From: Daniel Phillips <phillips@phunq.net>
To: linux-kernel@vger.kernel.org
Subject: [RFC] Stacking bio support
Date: Tue, 11 Mar 2008 02:52:40 -0800
User-Agent: KMail/1.9.5
MIME-Version: 1.0
Content-Type: text/plain;
  charset="us-ascii"
Content-Transfer-Encoding: 7bit
Content-Disposition: inline
Message-Id: <200803110352.41479.phillips@phunq.net>
Sender: linux-kernel-owner@vger.kernel.org
Content-Length: 13445
Lines: 305

Or: The Head of the Axe

With a nice shiny new interface paradigm in hand that can be easily 
adapted to a variety of alternate back ends[1], let me now supply an 
important building block for such a back end.  This three patch series 
improves both the existing block layer and device mapper without 
disrupting anything, and lays the groundwork for generalizing the block 
layer to be much more flexible than it is now.  The ultimate goal of 
this effort is a complete merge of device mapper capabilities into the 
generic block layer, which could equally well be called lvm3 or bio2.  
While admittedly an ambitious undertaking, I should not need to explain 
why it is necessary, or why one cannot get to the end of a long road 
without taking the first step.

This patch set adds support for block device stacking to the block io 
layer.  Due to tightening up some code and removing unnecessary slab 
objects, the patch set as a whole reduces core kernel size slightly.  
Further code size reductions can be expected as things progress, and 
modest memory savings as well.

1: bio.single.alloc-2.6.23.12

This patch eliminates 50% of the slab allocations in the bio fast path, 
tightens up some code, and turns struct bio into a variable sized 
object.  It replaces the bio slab by an array of bio slabs and removes 
the existing biovec slab array.  A small amount of system memory is 
saved and some code is removed.

diffstat patch/1/bio.single.alloc-2.6.23.12
 drivers/md/dm.c     |    2
 fs/bio.c            |  187 
++++++++++++++--------------------------------------
 include/linux/bio.h |    2
 3 files changed, 54 insertions(+), 137 deletions(-)

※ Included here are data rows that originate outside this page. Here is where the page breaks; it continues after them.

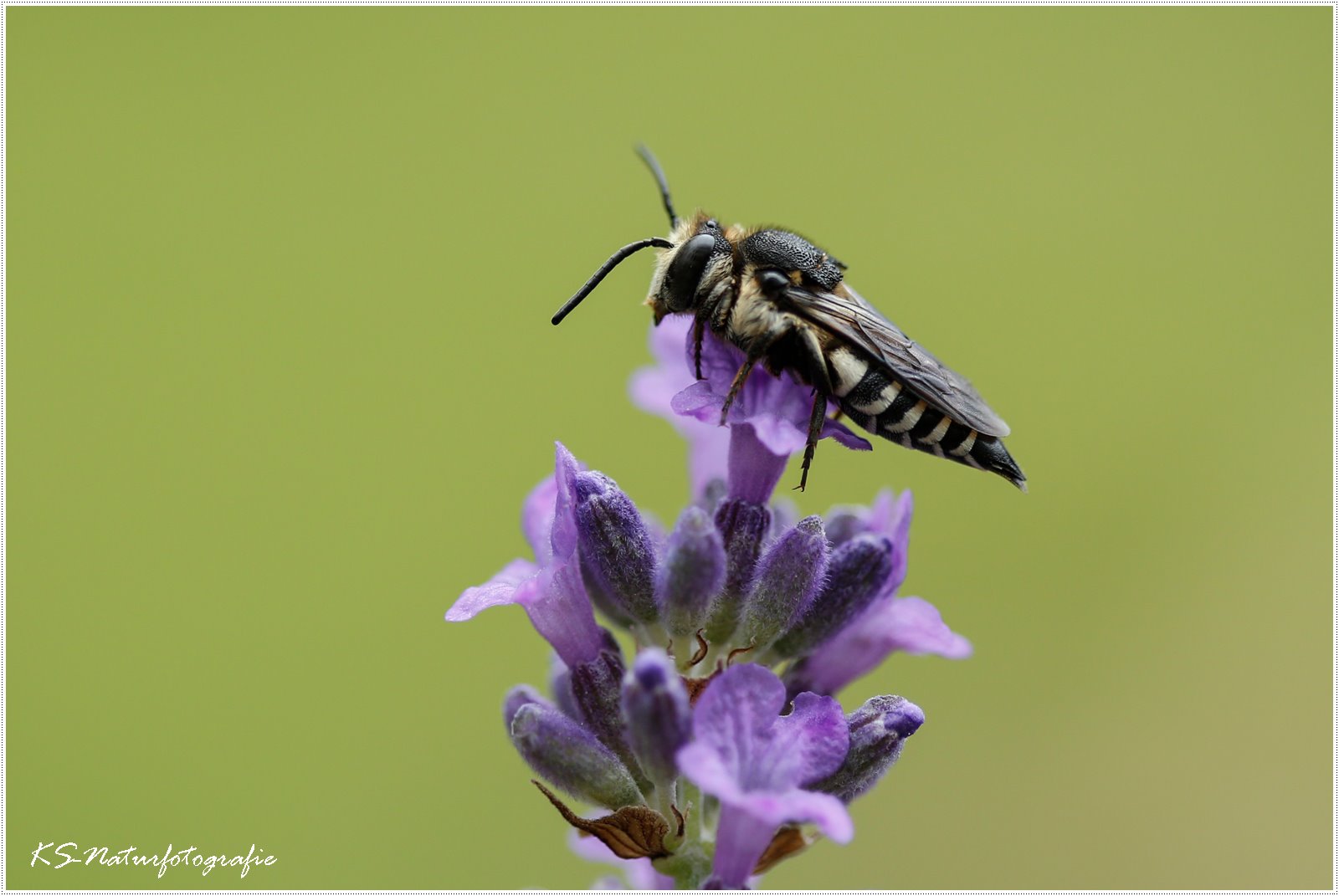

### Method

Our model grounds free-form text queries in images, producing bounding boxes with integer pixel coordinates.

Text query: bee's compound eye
[664,233,716,310]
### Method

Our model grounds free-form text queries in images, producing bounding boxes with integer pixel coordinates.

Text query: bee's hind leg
[795,388,828,492]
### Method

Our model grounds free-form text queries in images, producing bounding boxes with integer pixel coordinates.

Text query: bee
[553,146,1027,492]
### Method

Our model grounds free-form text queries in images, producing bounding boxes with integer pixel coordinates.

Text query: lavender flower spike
[573,473,658,622]
[628,315,730,499]
[775,535,893,656]
[741,517,828,648]
[671,321,869,504]
[679,664,854,889]
[446,442,604,666]
[511,703,641,809]
[656,506,726,639]
[623,647,692,793]
[786,597,972,694]
[814,696,926,802]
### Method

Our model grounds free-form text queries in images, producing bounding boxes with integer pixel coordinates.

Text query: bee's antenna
[638,143,679,229]
[553,237,674,327]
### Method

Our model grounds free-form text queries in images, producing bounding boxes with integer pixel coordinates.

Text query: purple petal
[727,423,787,504]
[705,805,777,889]
[522,560,604,668]
[521,475,558,564]
[678,663,852,852]
[628,316,730,497]
[786,597,972,694]
[549,442,581,560]
[671,332,869,500]
[446,560,540,622]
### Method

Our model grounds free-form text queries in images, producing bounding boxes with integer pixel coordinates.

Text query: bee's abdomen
[829,351,1027,490]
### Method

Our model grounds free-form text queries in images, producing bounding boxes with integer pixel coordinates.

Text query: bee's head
[647,212,734,324]
[553,146,734,324]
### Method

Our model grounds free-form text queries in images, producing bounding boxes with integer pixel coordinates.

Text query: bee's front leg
[795,388,828,492]
[692,317,707,379]
[721,355,762,426]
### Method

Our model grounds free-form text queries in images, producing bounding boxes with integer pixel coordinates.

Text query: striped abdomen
[828,347,1027,492]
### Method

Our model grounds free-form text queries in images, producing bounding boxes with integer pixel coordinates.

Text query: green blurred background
[5,7,1334,888]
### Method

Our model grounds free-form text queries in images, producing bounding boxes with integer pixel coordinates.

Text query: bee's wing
[785,284,1008,437]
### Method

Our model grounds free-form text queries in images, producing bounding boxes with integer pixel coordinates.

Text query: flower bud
[502,684,553,731]
[739,517,828,649]
[774,535,893,656]
[813,696,926,802]
[511,703,643,809]
[571,632,641,784]
[656,508,726,639]
[574,473,656,622]
[623,648,692,787]
[707,499,772,643]
[549,656,581,720]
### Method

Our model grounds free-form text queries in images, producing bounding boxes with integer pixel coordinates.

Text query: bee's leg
[721,355,762,426]
[795,388,828,492]
[692,317,705,379]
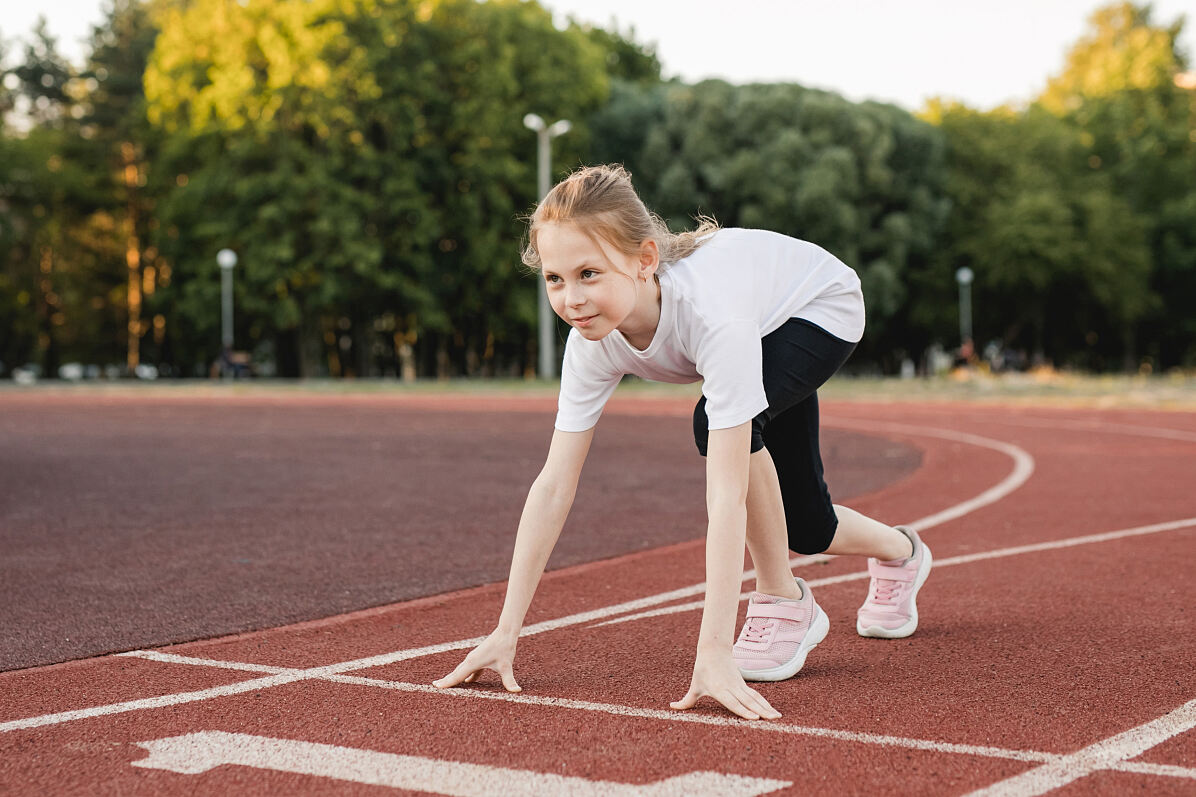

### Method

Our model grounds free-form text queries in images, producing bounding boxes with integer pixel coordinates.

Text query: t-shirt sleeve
[696,318,768,430]
[556,330,623,432]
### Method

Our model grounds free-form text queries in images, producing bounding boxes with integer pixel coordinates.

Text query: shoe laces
[872,578,902,606]
[744,617,776,643]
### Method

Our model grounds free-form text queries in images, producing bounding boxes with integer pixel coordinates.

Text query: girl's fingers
[740,687,781,719]
[432,658,477,689]
[714,692,759,719]
[669,689,697,711]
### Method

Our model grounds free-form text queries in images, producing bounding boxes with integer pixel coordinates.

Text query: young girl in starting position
[435,166,930,719]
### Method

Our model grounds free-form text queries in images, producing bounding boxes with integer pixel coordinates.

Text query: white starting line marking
[133,731,793,797]
[590,517,1196,628]
[0,518,1196,732]
[969,700,1196,797]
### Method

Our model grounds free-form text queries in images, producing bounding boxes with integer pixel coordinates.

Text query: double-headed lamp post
[524,114,573,379]
[216,249,237,376]
[956,266,976,346]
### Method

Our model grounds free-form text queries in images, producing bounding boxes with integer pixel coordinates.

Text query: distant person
[435,166,930,719]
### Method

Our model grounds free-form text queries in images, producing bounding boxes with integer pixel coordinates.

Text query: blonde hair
[521,164,719,272]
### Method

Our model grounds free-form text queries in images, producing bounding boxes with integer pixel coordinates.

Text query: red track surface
[0,394,1196,795]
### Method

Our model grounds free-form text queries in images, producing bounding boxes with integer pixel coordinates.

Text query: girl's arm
[433,428,594,692]
[671,421,781,719]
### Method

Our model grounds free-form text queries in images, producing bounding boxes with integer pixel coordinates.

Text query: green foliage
[919,105,1154,365]
[145,0,609,373]
[591,80,947,361]
[1041,2,1196,367]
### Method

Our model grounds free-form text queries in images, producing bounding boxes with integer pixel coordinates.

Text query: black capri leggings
[694,318,855,554]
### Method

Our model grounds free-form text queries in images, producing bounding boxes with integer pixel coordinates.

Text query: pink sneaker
[731,578,830,681]
[855,525,930,639]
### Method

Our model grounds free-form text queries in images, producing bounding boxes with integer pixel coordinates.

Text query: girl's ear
[639,238,660,281]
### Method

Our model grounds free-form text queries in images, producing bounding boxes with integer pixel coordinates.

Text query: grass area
[7,371,1196,410]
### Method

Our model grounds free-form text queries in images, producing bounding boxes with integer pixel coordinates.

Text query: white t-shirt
[556,229,864,432]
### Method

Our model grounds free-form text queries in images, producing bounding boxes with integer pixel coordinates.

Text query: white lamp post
[216,249,237,376]
[956,266,976,345]
[524,114,573,379]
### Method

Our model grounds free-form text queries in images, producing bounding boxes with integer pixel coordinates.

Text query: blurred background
[0,0,1196,382]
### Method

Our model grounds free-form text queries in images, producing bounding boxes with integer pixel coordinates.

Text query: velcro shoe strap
[748,603,806,622]
[868,559,917,582]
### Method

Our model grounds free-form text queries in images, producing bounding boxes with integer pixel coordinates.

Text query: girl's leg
[748,449,801,600]
[826,504,914,560]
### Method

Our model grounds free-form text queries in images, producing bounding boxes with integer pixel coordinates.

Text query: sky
[0,0,1196,110]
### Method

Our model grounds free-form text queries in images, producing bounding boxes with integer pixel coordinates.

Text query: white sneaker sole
[855,542,934,639]
[739,603,830,681]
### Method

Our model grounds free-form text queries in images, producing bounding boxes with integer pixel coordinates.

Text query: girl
[434,166,930,719]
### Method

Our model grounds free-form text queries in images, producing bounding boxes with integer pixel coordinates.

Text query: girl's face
[536,223,657,340]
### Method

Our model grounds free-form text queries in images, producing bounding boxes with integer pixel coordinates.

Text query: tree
[145,0,608,375]
[915,104,1154,367]
[1041,2,1196,367]
[591,80,947,368]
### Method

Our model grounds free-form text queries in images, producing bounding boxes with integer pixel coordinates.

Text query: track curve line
[823,416,1035,531]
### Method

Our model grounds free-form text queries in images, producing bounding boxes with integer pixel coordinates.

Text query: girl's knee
[789,510,838,555]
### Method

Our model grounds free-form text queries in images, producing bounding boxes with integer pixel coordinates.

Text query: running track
[0,392,1196,796]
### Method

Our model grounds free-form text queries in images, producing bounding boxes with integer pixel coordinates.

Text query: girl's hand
[669,651,781,719]
[432,629,523,692]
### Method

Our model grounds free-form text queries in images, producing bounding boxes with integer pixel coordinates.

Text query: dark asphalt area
[0,391,921,670]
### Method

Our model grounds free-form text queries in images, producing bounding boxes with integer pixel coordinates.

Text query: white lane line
[952,415,1196,443]
[126,650,294,675]
[823,416,1035,531]
[315,418,1035,673]
[16,518,1176,732]
[324,675,1062,763]
[0,420,1033,732]
[0,671,306,734]
[1109,761,1196,780]
[590,517,1196,628]
[969,700,1196,797]
[133,731,793,797]
[69,651,1196,778]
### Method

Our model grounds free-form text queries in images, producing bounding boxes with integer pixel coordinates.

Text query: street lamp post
[956,266,976,345]
[524,114,573,379]
[216,249,237,377]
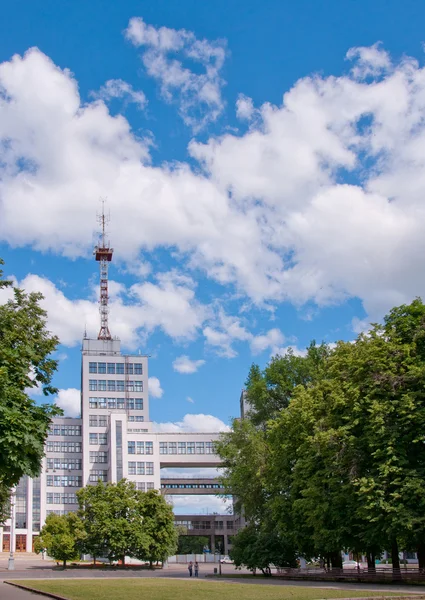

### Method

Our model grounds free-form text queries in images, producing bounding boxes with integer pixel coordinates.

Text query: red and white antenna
[93,199,114,340]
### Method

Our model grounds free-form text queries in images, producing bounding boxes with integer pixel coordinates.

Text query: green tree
[0,259,62,518]
[34,513,84,568]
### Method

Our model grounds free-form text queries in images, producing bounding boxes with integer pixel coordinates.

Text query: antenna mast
[93,199,114,340]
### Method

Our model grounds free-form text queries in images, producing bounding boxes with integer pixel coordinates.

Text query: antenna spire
[93,198,114,340]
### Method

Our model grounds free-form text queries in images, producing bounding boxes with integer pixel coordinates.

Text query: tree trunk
[416,542,425,573]
[391,538,401,579]
[366,550,376,573]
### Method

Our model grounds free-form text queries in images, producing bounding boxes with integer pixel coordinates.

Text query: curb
[3,580,69,600]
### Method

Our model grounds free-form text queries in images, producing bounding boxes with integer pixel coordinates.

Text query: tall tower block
[93,200,114,340]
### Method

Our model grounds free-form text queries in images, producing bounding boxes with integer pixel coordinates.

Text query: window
[90,451,108,463]
[89,469,108,483]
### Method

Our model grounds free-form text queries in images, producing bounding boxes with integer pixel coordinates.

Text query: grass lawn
[10,578,414,600]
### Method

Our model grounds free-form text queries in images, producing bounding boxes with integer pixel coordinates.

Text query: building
[0,215,227,552]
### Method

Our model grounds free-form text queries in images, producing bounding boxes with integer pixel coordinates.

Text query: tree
[0,259,62,517]
[34,513,84,568]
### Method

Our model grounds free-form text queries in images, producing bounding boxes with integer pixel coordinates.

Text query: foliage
[0,259,62,516]
[177,533,210,554]
[230,523,297,575]
[77,479,177,563]
[34,513,84,567]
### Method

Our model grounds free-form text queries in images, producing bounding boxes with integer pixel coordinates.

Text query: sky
[0,0,425,510]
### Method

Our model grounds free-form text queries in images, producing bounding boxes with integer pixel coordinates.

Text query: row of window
[90,451,108,463]
[159,442,214,454]
[46,492,78,504]
[46,442,82,452]
[89,398,143,410]
[89,362,143,375]
[128,442,153,454]
[89,469,108,483]
[47,458,82,471]
[50,425,81,435]
[89,433,108,446]
[128,462,153,475]
[47,475,82,487]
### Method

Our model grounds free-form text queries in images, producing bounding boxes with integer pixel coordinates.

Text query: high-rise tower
[93,200,114,340]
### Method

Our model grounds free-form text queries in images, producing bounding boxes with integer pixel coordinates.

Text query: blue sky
[0,0,425,428]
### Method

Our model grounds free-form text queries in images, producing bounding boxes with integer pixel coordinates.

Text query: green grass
[11,578,416,600]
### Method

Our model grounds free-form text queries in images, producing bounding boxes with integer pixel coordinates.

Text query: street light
[7,488,16,571]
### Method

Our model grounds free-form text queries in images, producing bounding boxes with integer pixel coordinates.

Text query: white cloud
[173,354,205,372]
[154,414,230,433]
[126,17,226,131]
[148,377,164,398]
[91,79,147,109]
[55,388,81,417]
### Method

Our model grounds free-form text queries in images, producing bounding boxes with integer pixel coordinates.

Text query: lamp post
[7,488,16,571]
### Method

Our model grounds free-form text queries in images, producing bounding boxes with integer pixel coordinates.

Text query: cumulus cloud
[91,79,147,109]
[153,414,230,433]
[55,388,81,417]
[125,17,226,131]
[148,377,164,398]
[173,354,205,372]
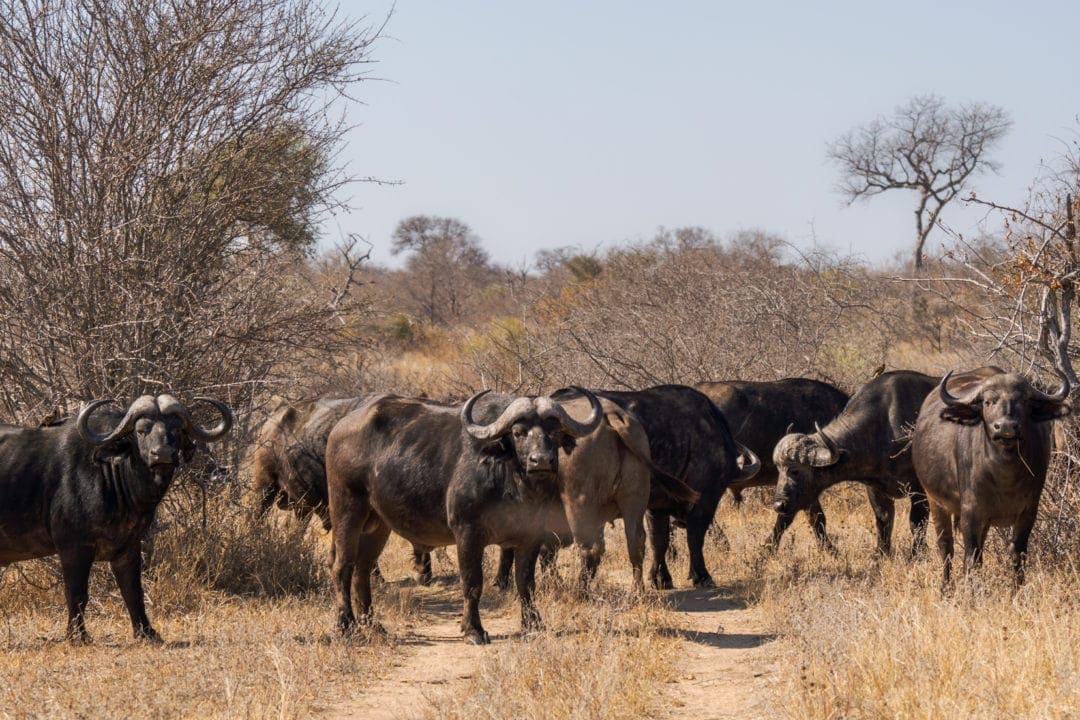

2: bio.hide.endio-2.6.23.12

In preparation for moving the bio endio function pointer from a fixed 
location in the bio to a location on the internal stack, direct 
structure references to the bio endio field are disallowed.  This patch 
renames the endio field, introduces wrappers to get/put field contents, 
and edits all existing references to the field to go through the 
wrappers.

This is a large patch, consisting entirely of trivial changes.  May I 
have some volunteer proofreading on this, please?  With this many edits 
there are sure to be a few slips.  Not all of the affected files have 
even been compiled.  I would appreciate very much if interested 
observers would volunteer.

diffstat patch/2/bio.hide.endio-2.6.23.12
 block/ll_rw_blk.c            |    6 ++---
 drivers/block/floppy.c       |    2 -
 drivers/block/pktcdvd.c      |    8 +++----
 drivers/md/dm-crypt.c        |    2 -
 drivers/md/dm-emc.c          |    2 -
 drivers/md/dm-io.c           |    2 -
 drivers/md/dm.c              |    2 -
 drivers/md/faulty.c          |    4 +--
 drivers/md/md.c              |    6 ++---
 drivers/md/multipath.c       |    4 +--
 drivers/md/raid1.c           |   44 
+++++++++++++++++++++----------------------
 drivers/md/raid10.c          |   24 +++++++++++------------
 drivers/md/raid5.c           |   18 ++++++++---------
 drivers/s390/block/xpram.c   |    2 -
 drivers/scsi/scsi_lib.c      |    2 -
 fs/bio.c                     |   12 +++++------
 fs/block_dev.c               |    2 -
 fs/buffer.c                  |    2 -
 fs/direct-io.c               |    4 +--
 fs/gfs2/super.c              |    3 --
 fs/jfs/jfs_logmgr.c          |    4 +--
 fs/jfs/jfs_metapage.c        |    4 +--
 fs/mpage.c                   |    4 +--
 fs/ocfs2/cluster/heartbeat.c |    2 -
 fs/xfs/linux-2.6/xfs_aops.c  |    6 ++---
 fs/xfs/linux-2.6/xfs_buf.c   |    4 +--
 include/linux/bio.h          |   12 ++++++++++-
 kernel/power/swap.c          |    2 -
 mm/bounce.c                  |    8 +++----
 mm/page_io.c                 |    2 -
 30 files changed, 104 insertions(+), 95 deletions(-)

3: bio.stack-2.6.23.12

This adds an internal stack to each struct bio and introduces two new 
bio operations:

        data = bio_push(bio, worksize, endio);
        data = bio_pop(bio);

The first is used before submitting a bio and the second is used in the 
endio handler, which gives the driver a nice way to share context 
between the two events.  If the requested amount stack space is not 
available in the bio, the bio stack is automatically extended.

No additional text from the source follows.